Additionally, approach vs. withdrawal motivation has been implicated in altering the perception of time. One study examined the impact of movie viewing on time perception, finding scary movies slowed down time perception, but sad movies did not. This suggests that some emotions like fear, eliciting motivation to withdraw, could serve as an evolutionary advantage in slowing down time perception, giving people more time to react to dangerous situations.

Experimental stimuli in research have been shown to impact time perception. In the laboratory, the modality of a presented stimulus impacts the assessment of duration. For example, visual stimuli are judged to be shorter than equal-length auditory stimuli. The reason behind this discrepancy is still subject to debate, however, one hypothesis is related to a theory about the internal representation of time. The model relies on an internal clock mechanism with a “pacemaker”, switch, and accumulator. While trying to keep track of the time the switch is flipped, the pacemaker ticks time by, and these ticks are summed in the accumulator. However, in this model, ticks accumulate more quickly for auditory stimuli than visual stimuli.

What brain regions underly systems of time perception?
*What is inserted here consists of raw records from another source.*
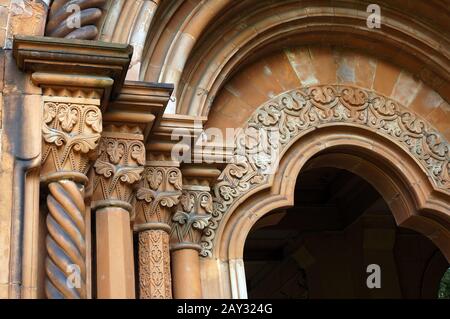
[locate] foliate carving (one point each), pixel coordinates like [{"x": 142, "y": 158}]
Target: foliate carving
[
  {"x": 158, "y": 192},
  {"x": 192, "y": 216},
  {"x": 118, "y": 167},
  {"x": 294, "y": 112},
  {"x": 154, "y": 265},
  {"x": 70, "y": 131}
]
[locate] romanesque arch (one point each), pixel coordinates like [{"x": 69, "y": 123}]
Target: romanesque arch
[
  {"x": 373, "y": 136},
  {"x": 310, "y": 77}
]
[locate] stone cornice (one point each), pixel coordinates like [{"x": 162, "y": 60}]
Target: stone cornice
[
  {"x": 141, "y": 104},
  {"x": 81, "y": 57}
]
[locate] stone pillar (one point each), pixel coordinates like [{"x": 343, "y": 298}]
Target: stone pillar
[
  {"x": 157, "y": 197},
  {"x": 117, "y": 169},
  {"x": 71, "y": 130},
  {"x": 190, "y": 219},
  {"x": 77, "y": 80}
]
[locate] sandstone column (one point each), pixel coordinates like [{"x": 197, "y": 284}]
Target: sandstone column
[
  {"x": 128, "y": 123},
  {"x": 76, "y": 84},
  {"x": 157, "y": 197},
  {"x": 118, "y": 168},
  {"x": 190, "y": 219}
]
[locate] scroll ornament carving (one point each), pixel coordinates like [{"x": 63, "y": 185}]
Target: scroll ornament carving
[
  {"x": 296, "y": 111},
  {"x": 159, "y": 191},
  {"x": 154, "y": 267},
  {"x": 192, "y": 216},
  {"x": 70, "y": 131},
  {"x": 118, "y": 167}
]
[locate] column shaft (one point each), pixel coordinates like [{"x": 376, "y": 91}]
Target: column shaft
[
  {"x": 115, "y": 270},
  {"x": 154, "y": 265},
  {"x": 186, "y": 274}
]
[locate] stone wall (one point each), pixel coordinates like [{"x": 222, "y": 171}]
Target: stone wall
[{"x": 19, "y": 99}]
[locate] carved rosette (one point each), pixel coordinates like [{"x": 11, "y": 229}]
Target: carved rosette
[
  {"x": 157, "y": 196},
  {"x": 71, "y": 132},
  {"x": 292, "y": 113},
  {"x": 191, "y": 218},
  {"x": 117, "y": 169}
]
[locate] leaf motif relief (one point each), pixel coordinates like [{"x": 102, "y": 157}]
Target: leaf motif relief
[
  {"x": 130, "y": 175},
  {"x": 187, "y": 202},
  {"x": 94, "y": 120},
  {"x": 180, "y": 217},
  {"x": 104, "y": 168},
  {"x": 84, "y": 143},
  {"x": 200, "y": 221},
  {"x": 137, "y": 153},
  {"x": 49, "y": 112},
  {"x": 169, "y": 200},
  {"x": 115, "y": 151},
  {"x": 145, "y": 194},
  {"x": 155, "y": 178},
  {"x": 67, "y": 117},
  {"x": 206, "y": 203},
  {"x": 53, "y": 136},
  {"x": 175, "y": 179}
]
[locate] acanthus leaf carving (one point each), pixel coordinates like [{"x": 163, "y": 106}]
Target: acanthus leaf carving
[
  {"x": 65, "y": 133},
  {"x": 116, "y": 169},
  {"x": 158, "y": 193},
  {"x": 295, "y": 111},
  {"x": 192, "y": 216}
]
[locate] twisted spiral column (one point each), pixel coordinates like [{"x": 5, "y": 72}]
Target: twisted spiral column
[{"x": 65, "y": 242}]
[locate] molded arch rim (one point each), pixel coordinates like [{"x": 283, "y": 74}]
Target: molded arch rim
[{"x": 403, "y": 184}]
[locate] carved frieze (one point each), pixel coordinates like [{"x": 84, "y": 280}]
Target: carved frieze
[{"x": 292, "y": 113}]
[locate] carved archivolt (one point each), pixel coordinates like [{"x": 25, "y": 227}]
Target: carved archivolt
[{"x": 293, "y": 112}]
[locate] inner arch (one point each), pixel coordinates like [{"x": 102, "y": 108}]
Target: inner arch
[{"x": 322, "y": 245}]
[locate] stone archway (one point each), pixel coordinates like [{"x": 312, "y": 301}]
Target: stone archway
[{"x": 399, "y": 153}]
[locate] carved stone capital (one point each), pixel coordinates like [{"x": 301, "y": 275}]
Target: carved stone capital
[
  {"x": 71, "y": 130},
  {"x": 117, "y": 169},
  {"x": 157, "y": 196}
]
One recent hypothesis links the perception of time with motor processes, as time perception provides important information on when and how to move. Functional magnetic resonance imaging (fMRI) acquired during visual and auditory rhythm tasks revealed temporal processing was associated with activity in premotor regions, the supplementary motor areas (SMA), as well as the basal ganglia. Regardless of the duration estimated, other studies have provided evidence for the role of the preSMA, the anterior cingulate cortex, the premotor cortex, and the basal ganglia. It’s also been suggested that activation of these regions measured with fMRI during time perception can be associated with different aspects of the internal clock, with the basal ganglia and SMA involved in time-keeping and more frontal regions recruited for attention, regardless of the task. Further, the insula is known to be involved in the emotional aspects of time-keeping and is thought to support the mediation between emotion and time perception.

What’s next?

Time perception begins at a young age, but the concept of external time is established over the span of childhood. As we age, how we perceive the passage of time continues to change. Lifestyle and life events can impact time perception, however more temporary changes, such as emotional state also impact how quickly time seems to pass. More research is needed to solidify theories surrounding time perception and to better determine causal links between our internal and external environments and how we perceive time. Further, research is needed to understand the real-world implications of how time perception can affect our everyday lives. Ultimately, time perception is a dynamic process that evolves and changes over the lifespan, and we still have a lot to learn about how the brain processes and experiences time.